Amazing new photo that surfaced in "Roots Web" of Jacksonville Traction 113 on the Kings Avenue Line. We were so far ahead of our time, using in the street tracks only in downtown and medians or private tracks elsewhere. Then we jumped the gun and shot ourselves in the foot, converting the whole thing in a giant dirty General Motors-Firestone-Standard Oil-Phillips Petro buy out. With fuel prices soaring, and highway funds on zero, congestion is not going away, it's time to think streetcars again. The following is a reprint of a Florida Times-Union Story.
By The Times-Union
Retired transportation consultant Bob Mann is either a visionary or hopelessly stuck in the past, depending on your view of his proposal that would return streetcars to downtown Jacksonville.
But on one thing, everybody agrees: He's tenacious.
Mann has been advocating streetcars - light trains on tracks, powered by overhead electricity and sharing the road with cars - for about three decades.
And, amid increased traffic congestion and spiraling gasoline prices, he's making some headway. In fact, the Jacksonville Transportation Authority is doing a study on the feasibility of making Mann's proposed track part of the city's transit system.
There is much to like about Mann's proposal:
Cost. Because it would use existing tracks, the system presumably would be relatively inexpensive.
Potential ridership. Not only would the uniqueness attract some riders, it would serve a heavily traveled route that includes Five Points, the convention center, the Landing, football stadium and library.
Tourism. Vacationers might pull off Interstate 95 for a ride. While here, maybe they would patronize some local businesses.
Economic development. In other cities, housing and businesses tend to spring up along streetcar lines.
For example, USA Today reports, Portland's streetcar system "attracted about 100 projects with $2.3 billion in less than five years, all within two blocks of the line. They include 7,248 housing units and 4.6 million square feet of office and retail."
The proposed line here would go through some areas, near downtown, that clearly need an infusion of economic development.
And, if they are made aware of the Portland experience, maybe developers would help pay the costs.
What does the future hold? Something. Mann just isn't sure quite what.
He sees three options:
- museum. Put the streetcars in a building and invite people to look at them. That could increase public support for funding.
- For a little more money, a short track might be built to carry people to and from the museum. This might spur more donations.
- With sufficient funds, build the system and use it.
There may be a trend to streetcars. Dozens of cities either have or are planning them, Mann says.
What about Jacksonville?
Proceed with caution. Every dollar spent on streetcars is a dollar less for buses or other forms of transit*(see blogger note).

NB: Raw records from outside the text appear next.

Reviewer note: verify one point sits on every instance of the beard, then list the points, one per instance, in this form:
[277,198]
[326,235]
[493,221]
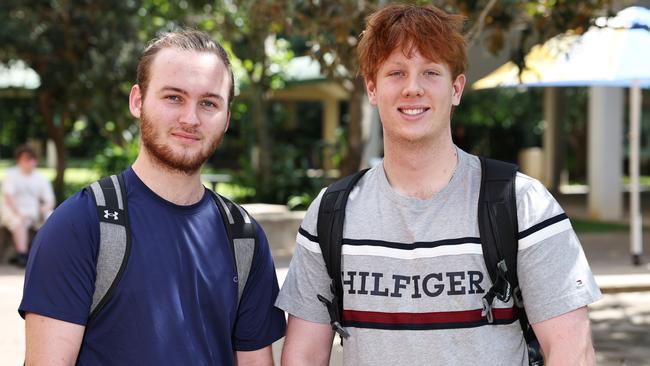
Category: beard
[186,161]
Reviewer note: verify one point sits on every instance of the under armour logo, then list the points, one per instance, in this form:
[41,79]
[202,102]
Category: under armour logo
[108,214]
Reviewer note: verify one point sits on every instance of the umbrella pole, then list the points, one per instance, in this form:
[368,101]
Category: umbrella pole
[636,243]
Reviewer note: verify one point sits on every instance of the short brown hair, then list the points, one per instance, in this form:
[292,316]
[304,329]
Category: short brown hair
[25,150]
[188,40]
[427,29]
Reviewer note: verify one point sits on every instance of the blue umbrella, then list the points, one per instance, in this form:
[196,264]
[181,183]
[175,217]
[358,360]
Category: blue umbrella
[614,52]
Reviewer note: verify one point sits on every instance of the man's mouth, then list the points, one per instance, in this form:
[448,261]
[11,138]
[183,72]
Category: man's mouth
[186,136]
[413,111]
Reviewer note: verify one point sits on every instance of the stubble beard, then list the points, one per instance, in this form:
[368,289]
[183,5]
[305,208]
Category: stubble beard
[165,157]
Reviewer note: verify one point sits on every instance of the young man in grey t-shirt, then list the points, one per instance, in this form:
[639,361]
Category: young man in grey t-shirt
[412,264]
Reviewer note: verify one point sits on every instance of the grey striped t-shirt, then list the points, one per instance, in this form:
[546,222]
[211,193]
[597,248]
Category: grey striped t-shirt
[414,274]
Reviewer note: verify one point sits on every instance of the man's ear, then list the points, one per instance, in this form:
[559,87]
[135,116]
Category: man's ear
[135,101]
[227,122]
[371,90]
[458,86]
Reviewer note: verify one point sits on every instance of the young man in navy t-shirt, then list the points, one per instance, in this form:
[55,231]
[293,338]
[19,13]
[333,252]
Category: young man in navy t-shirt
[176,303]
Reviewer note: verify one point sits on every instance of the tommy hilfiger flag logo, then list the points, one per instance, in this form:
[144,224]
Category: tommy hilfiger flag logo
[108,214]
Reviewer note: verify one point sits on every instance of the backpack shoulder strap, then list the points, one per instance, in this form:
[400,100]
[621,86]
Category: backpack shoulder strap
[331,218]
[497,218]
[242,235]
[114,238]
[499,230]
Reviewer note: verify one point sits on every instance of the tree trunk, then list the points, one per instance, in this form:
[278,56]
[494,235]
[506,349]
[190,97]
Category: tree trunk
[263,140]
[352,160]
[57,135]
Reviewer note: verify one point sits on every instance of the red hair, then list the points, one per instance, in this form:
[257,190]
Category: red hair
[427,29]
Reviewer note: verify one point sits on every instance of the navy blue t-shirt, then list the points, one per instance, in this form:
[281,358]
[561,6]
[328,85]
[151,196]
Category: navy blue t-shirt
[176,302]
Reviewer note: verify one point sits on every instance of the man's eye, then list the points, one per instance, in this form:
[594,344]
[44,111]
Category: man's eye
[208,104]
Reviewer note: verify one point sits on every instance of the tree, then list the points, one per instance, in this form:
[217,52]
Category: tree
[249,29]
[83,52]
[332,30]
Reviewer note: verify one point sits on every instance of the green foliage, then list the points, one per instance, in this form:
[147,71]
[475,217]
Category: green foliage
[499,122]
[116,158]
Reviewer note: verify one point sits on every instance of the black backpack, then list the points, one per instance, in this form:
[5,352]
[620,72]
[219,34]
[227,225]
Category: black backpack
[497,220]
[115,238]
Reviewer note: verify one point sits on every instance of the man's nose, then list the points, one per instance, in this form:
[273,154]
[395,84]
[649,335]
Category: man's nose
[190,115]
[413,87]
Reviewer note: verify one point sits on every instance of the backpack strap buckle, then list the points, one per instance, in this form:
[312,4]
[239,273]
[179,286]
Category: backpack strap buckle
[335,315]
[501,289]
[487,307]
[518,297]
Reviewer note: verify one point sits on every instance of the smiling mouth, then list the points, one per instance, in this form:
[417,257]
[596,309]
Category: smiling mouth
[412,111]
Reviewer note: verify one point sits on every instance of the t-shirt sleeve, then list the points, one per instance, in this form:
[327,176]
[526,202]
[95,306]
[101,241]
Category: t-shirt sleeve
[60,275]
[8,183]
[307,276]
[553,272]
[259,322]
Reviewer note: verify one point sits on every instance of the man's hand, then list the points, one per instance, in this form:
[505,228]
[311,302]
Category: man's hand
[566,339]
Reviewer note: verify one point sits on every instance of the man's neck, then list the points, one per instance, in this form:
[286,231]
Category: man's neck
[174,186]
[420,170]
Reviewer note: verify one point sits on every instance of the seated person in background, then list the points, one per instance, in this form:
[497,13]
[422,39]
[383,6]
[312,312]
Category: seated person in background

But this seems to have potential.
* Blogger Note: Phil Fretz of the TU did a great job in grasping the meat of the streetcar race in Jacksonville. On this one point he may have stumbled a bit, as with each streetcar deployed, it relieves several buses. Those buses can then be sent into new areas or to close headway's (make service more frequent). Thus every dollar for streetcar is NOT a dollar lost on other transit.
Our motto should be, implement streetcars downtown, but build to Light Rail standards on the key downtown loop. The slightly more expensive LRT tracks would be used by the streetcars and in the future, if the time comes to expand to the Beaches, the downtown core is already built to handle the bigger cars too.